We called it the pond, and sometimes the swamp, and only later did I introduce the term wetland. We loved it nonetheless. In some cases, we even built more of it. By we, I mean the beavers. The pond was part of life. We fished it, we feared it, we canoed it, we watched it, we skated on it, and we drove machinery into it. We did all of this without so much as one stilt on our house. I wonder at this each spring when the rains come and the yard floods and I wonder at this when the latest beaver dam ditch needs taken out. What is the cultural phenomenon that holds us all back from boardwalks and raised structures and flat bottomed boats? It might be geography, maybe I need to see more of the world. But I can’t help but wonder if all the lines we place around wetlands, instead of carving out life within wetlands, has made a bigger impact, has made progress more difficult.

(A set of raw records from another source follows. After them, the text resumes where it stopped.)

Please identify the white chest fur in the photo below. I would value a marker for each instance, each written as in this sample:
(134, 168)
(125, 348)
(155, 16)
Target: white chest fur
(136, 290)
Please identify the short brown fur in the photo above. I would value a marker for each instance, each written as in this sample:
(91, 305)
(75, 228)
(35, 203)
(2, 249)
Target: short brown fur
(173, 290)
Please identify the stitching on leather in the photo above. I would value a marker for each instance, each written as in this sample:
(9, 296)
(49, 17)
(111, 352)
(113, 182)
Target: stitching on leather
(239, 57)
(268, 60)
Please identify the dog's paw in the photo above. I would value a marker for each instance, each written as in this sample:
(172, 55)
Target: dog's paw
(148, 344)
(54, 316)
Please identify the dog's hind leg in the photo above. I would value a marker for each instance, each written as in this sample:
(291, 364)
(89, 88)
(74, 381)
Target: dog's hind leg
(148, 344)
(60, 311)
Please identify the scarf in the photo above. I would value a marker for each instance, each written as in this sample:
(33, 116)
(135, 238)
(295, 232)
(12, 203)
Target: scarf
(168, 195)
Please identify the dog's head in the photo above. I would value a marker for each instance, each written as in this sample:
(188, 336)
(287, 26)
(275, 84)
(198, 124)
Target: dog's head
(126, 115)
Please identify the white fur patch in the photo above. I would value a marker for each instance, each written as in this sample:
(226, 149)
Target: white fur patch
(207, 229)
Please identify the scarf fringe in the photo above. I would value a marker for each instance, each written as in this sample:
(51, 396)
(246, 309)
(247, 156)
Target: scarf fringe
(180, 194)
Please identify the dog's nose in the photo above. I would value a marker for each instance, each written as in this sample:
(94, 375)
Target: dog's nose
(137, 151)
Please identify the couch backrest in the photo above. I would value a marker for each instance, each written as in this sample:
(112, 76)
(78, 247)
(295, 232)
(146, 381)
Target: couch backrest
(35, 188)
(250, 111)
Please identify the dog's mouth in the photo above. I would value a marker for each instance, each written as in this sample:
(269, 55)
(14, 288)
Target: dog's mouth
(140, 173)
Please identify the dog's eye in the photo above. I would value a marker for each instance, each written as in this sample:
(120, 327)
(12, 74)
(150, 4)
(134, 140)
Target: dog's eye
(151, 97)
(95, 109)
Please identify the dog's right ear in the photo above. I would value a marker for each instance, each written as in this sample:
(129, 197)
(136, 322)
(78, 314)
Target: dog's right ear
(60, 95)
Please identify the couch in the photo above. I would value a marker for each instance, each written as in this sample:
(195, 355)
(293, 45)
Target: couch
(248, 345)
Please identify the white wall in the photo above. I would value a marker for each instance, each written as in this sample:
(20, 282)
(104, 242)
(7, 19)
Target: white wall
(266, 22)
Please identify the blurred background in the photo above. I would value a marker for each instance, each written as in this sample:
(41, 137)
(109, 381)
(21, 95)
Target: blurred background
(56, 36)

As an adult hunter, I see swamps differently than even when I lived next to the mosquitoes and bats and snapping turtles. Swamps have a life of their own. Their topography varies as much as the mountains and their water levels fluctuate like the Serengeti. Swamps do smell, but now it is an endearing smell. It smells of wet dog and clay silt and shotgun shells. The sound of the swamp whispers at first, a flutter of wood duck wings before first light, the honking of cupping geese and the prehistoric call of a sandhill crane. As the sun rises, the cattails and buttonbush are resurrected, the decoys come to life, and the color returns to our deciduous jungles. Sometimes, right as the sun breaks the horizon, a camera lens can splatter the rays of light like a dappled halo. It brightens the underside of grasses and pokes between the reeds, it is a reminder that beneath all of this civilization, between all of these roads and beyond all of our built and imaginary lines, there is something electric outside our doors. It’s time we plugged in.